Jul 18, 2019 | Currency Market Analysis

Global Themes

No-deal Brexit threat grows, adding to Sterling's woes

GBP/USD

Heavy selling haunts Sterling

The relentless selling of the pound continues as a fresh 27-month low against the US Dollar and 6-month low against the Euro printed yesterday. The fear of a no-deal Brexit is rising, and market participants are actively positioning for it by selling the pound. GBP/USD might soon threaten the key $1.20 level while GBP/EUR could fall back under €1.10 and attempt a new year-to-date low.

Until recently, many investors have steered clear from taking big speculative positions on the pound, but as Boris Johnson, favourite to be the next UK Prime Minister, considers suspending Parliament to force Brexit through on October 31, investors are beginning to prepare for an even bigger Sterling depreciation. If Mr Johnson delivers his plan to schedule a Queen’s Speech at the start of November, it would prevent MPs from voting against a no-deal Brexit as convention is that the House of Commons is suspended in the two weeks prior to it. Both Mr Johnson and his rival Jeremy Hunt hardened their Brexit stances earlier this week, stating the current withdrawal agreement is dead.
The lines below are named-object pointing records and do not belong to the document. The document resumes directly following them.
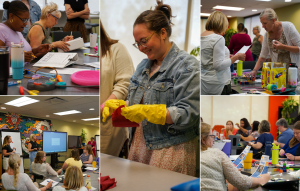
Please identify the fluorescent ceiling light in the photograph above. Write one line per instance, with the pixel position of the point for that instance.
(205, 14)
(228, 8)
(91, 119)
(67, 112)
(22, 101)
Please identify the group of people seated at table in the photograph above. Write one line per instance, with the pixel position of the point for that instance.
(14, 180)
(217, 170)
(18, 16)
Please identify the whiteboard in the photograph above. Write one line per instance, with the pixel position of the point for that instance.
(16, 139)
(97, 138)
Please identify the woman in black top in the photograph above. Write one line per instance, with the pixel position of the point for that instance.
(32, 148)
(7, 151)
(77, 11)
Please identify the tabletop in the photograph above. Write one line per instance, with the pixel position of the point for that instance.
(14, 90)
(135, 176)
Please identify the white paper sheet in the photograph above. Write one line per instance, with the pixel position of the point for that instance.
(243, 50)
(45, 182)
(56, 60)
(67, 70)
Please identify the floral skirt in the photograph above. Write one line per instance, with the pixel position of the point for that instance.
(179, 158)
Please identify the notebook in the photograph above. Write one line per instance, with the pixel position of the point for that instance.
(74, 44)
(57, 60)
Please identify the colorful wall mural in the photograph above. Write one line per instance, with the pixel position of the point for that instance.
(26, 126)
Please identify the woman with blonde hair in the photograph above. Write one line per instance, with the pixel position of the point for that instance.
(73, 180)
(281, 41)
(38, 34)
(116, 71)
(87, 155)
(216, 167)
(32, 148)
(215, 57)
(7, 151)
(39, 166)
(14, 180)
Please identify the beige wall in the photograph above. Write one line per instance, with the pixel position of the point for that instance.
(290, 13)
(71, 129)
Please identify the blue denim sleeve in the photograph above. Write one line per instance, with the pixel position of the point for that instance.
(4, 17)
(185, 112)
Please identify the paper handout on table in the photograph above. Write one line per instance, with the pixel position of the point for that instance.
(242, 50)
(262, 168)
(74, 44)
(238, 162)
(45, 182)
(67, 70)
(57, 60)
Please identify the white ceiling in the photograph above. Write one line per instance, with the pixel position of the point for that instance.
(207, 6)
(42, 108)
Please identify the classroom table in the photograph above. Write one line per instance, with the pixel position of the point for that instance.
(14, 90)
(94, 179)
(285, 176)
(135, 176)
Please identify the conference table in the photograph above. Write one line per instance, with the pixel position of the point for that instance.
(94, 179)
(135, 176)
(14, 90)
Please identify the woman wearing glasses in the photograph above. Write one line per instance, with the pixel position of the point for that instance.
(39, 166)
(38, 35)
(35, 14)
(217, 168)
(169, 76)
(77, 11)
(116, 71)
(10, 30)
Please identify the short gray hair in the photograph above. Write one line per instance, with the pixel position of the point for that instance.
(257, 27)
(270, 13)
(264, 126)
(282, 122)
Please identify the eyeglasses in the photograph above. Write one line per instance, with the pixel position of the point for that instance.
(143, 42)
(56, 18)
(23, 20)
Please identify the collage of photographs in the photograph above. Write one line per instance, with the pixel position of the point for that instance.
(153, 95)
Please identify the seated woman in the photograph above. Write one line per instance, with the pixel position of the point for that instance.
(14, 180)
(40, 167)
(229, 130)
(265, 136)
(291, 149)
(216, 167)
(253, 133)
(87, 156)
(73, 180)
(38, 35)
(73, 161)
(7, 151)
(10, 30)
(285, 132)
(244, 125)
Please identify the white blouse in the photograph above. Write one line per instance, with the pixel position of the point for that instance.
(215, 65)
(216, 167)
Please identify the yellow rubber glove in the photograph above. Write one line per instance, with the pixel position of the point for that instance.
(153, 113)
(110, 106)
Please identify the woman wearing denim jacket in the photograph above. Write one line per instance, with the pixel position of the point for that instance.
(35, 15)
(169, 76)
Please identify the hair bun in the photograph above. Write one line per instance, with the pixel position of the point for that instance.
(6, 4)
(166, 9)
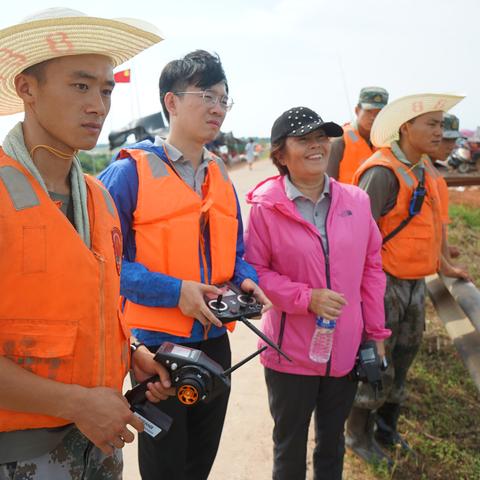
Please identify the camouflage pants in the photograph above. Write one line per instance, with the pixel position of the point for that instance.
(75, 458)
(405, 317)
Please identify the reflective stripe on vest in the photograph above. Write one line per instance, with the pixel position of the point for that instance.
(21, 193)
(442, 190)
(58, 313)
(415, 251)
(356, 152)
(168, 224)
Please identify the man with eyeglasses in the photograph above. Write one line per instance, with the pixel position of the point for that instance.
(183, 233)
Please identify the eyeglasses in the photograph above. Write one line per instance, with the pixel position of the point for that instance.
(211, 99)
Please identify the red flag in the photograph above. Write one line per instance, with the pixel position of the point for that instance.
(122, 77)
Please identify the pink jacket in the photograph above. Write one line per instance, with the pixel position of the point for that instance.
(287, 253)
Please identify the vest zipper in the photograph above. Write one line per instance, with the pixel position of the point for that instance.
(101, 309)
(280, 335)
(326, 254)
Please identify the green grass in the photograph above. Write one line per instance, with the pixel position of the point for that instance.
(471, 216)
(441, 417)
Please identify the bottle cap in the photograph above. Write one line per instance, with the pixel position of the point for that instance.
(321, 322)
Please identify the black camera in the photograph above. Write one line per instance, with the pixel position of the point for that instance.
(195, 376)
(368, 366)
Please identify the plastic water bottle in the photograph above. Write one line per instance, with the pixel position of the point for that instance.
(322, 340)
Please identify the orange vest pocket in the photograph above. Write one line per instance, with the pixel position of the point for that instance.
(43, 347)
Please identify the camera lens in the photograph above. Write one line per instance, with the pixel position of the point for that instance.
(193, 384)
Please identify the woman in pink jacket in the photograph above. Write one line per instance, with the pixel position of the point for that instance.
(316, 249)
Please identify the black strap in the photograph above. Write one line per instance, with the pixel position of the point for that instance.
(406, 221)
(400, 227)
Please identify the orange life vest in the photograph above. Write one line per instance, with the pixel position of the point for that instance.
(442, 191)
(356, 152)
(59, 303)
(169, 224)
(414, 252)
This sent Sterling into a spin and yesterday GBP/USD extended its decline to 2% this month alone.

A recent spike in three and six-month implied volatility tells us traders are expecting large swings in Sterling in the build up to and around the October 31 date. Furthermore, despite the increase in short GBP positions (betting on Sterling falling), the net short market position is still far from extreme levels seen in the past. This suggests the pound is still at risk of further downside if traders build on these short-GBP positions.

GBP

Keep an eye on UK retail sales

Although Brexit headlines continue to drive Sterling sentiment, traders will also watch out for UK retail sales data dropping in at 9:30am today. It’s a quiet day on the data calendar for the rest of Europe with focus pinned on Brexit rhetoric.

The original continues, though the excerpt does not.